On 20 Feb 2005 06:32:22 -0800,
fr**********@europe.com (Francesco Moi)
wrote:
I must parse this XML document:
--------------
<doc>
<item>
<name>Jerry</name>
<message>Hi<br>My name is Jerry</message>
</item>
</doc>
--------
That's not a well-formed XML document.
I assume that <message> is from your own schema, and that you want to
embed some HTML fragment within it. At this point I usually start
wondering if I can use RSS instead, and save myself a lot of effort.
Your failure here is that the HTML fragment isn't a well-fomed XML
fragment.. You have several choices:
- Use XHTML instead of HTML. This _might_ work, but you still need to
only include balanced and well-formed fragments.
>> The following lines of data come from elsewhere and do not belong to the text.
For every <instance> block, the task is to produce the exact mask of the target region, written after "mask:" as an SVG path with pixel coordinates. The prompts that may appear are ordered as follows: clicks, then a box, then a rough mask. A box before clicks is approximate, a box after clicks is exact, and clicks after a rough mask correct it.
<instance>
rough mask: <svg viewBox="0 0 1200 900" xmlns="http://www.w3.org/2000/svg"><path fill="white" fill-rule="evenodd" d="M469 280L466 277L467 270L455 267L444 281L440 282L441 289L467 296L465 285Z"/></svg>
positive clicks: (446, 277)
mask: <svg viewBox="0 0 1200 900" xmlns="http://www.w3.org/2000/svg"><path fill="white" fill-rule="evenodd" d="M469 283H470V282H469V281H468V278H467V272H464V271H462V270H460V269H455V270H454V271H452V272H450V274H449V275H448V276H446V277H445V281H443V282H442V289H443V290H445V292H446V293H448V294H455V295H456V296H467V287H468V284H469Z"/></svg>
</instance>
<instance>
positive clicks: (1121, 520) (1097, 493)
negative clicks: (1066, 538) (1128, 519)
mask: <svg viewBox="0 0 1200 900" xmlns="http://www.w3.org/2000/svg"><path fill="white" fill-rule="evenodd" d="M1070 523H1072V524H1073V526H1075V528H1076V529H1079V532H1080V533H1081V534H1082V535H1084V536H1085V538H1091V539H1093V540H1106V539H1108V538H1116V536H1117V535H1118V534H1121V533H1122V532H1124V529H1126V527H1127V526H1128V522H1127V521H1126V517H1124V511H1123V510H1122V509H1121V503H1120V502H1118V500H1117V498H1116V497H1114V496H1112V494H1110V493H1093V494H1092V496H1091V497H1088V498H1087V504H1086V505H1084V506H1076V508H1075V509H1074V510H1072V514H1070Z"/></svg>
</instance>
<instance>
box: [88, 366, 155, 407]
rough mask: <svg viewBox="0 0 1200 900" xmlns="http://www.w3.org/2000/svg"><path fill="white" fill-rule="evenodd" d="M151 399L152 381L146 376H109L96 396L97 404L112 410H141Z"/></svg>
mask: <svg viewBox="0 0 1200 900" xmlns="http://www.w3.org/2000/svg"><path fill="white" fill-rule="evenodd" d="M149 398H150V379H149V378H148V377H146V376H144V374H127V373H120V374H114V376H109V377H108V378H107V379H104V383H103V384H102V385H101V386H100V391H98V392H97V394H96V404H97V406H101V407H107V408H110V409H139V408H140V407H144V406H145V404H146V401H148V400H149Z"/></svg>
If it's generated
within your own system it might be workable, but it's not a general
solution to reading other people's content (which will always break
sometime).
- Write a parser that can handle tag soup. This is what you need to do
when reading other people's RSS feeds, because they're so often
mis-formed.
- Use HTML, but mangle into well-formed XML (i.e. <br> becomes
<br />) This is ugly, worse than using XHTML and has nothing to
commend it.
- Embed the HTML into the XML, either by encoding it, or by using a
CDATA section.
Read the infamous RSS versions note
http://diveintomark.org/archives/200...compatible-rss
It gives some useful background on these issues.
As well as tag / element formation issues, watch out for HTML entity
references that aren't in core XML (like é) and for embedded
CDATA sections too.
--
Smert' spamionam